Saat ini, kondisi Isabela sudah jauh lebih baik dibandingkan saat dikeluarkan dari rumah majikannya. Ia sudah bisa makan teratur dan berkomunikasi dengan orang lain, juga mulai bisa tertawa. ”Awal datang dia hanya diam saja,” kata Hendry Donald Izaac, Kepala Badan Penghubung Provinsi NTT di Jakarta.
Isabela adalah PRT yang diduga menjadi korban perdagangan orang. Ia tertarik menjadi PRT di Jakarta setelah membaca informasi lowongan kerja di Facebook.
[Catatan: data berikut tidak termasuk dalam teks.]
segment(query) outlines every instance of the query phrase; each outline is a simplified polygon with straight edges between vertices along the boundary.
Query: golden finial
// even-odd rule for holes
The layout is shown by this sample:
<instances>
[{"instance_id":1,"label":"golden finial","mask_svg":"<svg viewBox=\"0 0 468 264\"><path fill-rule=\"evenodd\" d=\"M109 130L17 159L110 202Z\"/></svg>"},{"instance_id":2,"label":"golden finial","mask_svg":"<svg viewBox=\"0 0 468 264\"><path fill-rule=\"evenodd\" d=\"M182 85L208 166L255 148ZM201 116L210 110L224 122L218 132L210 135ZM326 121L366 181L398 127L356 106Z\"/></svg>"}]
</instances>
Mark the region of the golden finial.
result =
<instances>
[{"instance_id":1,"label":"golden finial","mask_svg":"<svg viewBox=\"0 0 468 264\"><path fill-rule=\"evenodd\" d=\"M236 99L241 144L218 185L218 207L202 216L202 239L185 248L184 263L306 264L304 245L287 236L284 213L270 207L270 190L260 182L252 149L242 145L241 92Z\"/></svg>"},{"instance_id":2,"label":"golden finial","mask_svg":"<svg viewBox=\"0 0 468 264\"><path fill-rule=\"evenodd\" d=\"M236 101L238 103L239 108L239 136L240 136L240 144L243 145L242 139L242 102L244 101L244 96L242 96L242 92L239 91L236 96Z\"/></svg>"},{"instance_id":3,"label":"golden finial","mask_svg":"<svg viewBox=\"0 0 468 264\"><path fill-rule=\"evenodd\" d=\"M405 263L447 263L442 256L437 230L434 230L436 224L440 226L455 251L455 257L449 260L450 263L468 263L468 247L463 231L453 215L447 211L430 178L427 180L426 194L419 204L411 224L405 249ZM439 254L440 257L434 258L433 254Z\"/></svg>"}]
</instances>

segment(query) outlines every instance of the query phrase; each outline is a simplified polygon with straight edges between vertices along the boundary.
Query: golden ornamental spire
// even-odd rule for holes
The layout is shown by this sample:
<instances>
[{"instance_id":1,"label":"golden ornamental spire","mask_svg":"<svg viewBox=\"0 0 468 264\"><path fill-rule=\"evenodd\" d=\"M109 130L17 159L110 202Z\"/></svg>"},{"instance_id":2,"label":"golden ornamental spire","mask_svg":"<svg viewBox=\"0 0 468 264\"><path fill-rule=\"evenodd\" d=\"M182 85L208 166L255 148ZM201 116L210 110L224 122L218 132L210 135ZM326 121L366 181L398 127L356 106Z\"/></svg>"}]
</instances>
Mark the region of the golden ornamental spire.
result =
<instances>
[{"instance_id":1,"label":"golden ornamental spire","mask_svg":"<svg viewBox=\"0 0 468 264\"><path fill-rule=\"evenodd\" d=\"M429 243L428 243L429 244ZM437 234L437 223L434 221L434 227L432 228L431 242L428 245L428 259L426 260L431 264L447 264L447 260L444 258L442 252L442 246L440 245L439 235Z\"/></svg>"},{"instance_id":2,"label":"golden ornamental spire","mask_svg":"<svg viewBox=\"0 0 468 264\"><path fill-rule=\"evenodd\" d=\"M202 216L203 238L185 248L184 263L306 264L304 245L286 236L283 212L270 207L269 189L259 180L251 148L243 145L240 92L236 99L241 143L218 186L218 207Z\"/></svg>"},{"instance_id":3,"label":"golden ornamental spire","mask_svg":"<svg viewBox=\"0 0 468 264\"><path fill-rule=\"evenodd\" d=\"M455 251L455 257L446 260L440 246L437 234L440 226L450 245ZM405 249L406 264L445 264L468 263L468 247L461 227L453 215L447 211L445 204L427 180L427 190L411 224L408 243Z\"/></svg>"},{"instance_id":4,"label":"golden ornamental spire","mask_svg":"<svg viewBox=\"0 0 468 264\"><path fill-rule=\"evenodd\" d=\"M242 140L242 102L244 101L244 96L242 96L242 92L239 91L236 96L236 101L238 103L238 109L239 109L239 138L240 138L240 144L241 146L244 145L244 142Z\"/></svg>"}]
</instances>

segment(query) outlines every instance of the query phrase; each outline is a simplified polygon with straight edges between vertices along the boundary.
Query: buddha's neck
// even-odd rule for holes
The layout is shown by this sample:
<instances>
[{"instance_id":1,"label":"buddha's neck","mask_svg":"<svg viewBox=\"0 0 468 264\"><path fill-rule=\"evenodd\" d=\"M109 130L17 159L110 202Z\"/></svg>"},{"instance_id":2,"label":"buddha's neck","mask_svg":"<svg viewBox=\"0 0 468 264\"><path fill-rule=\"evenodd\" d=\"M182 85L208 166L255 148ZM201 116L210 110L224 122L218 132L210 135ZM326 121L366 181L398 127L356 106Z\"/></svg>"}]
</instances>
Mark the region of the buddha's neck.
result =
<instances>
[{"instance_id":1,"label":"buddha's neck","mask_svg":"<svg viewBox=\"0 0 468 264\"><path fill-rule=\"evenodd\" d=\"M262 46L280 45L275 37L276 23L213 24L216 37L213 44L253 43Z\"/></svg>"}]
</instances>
Dari informasi di tersebut, ia kemudian menghubungi seorang perempuan bernama Sela yang mengunggah lowongan kerja itu. Setelah bertemu, Isabela sepakat menerima pekerjaan itu dengan upah Rp 1 juta per bulan.
Selanjutnya, Sela bertemu dengan orangtua Isabela untuk meminta izin membawa Isabela ke Jakarta bekerja sebagai pengasuh bayi. Semua biaya perjalanan dan akomodasi dari Kefamenanu ke Jakarta ditanggung pemberi kerja di Jakarta.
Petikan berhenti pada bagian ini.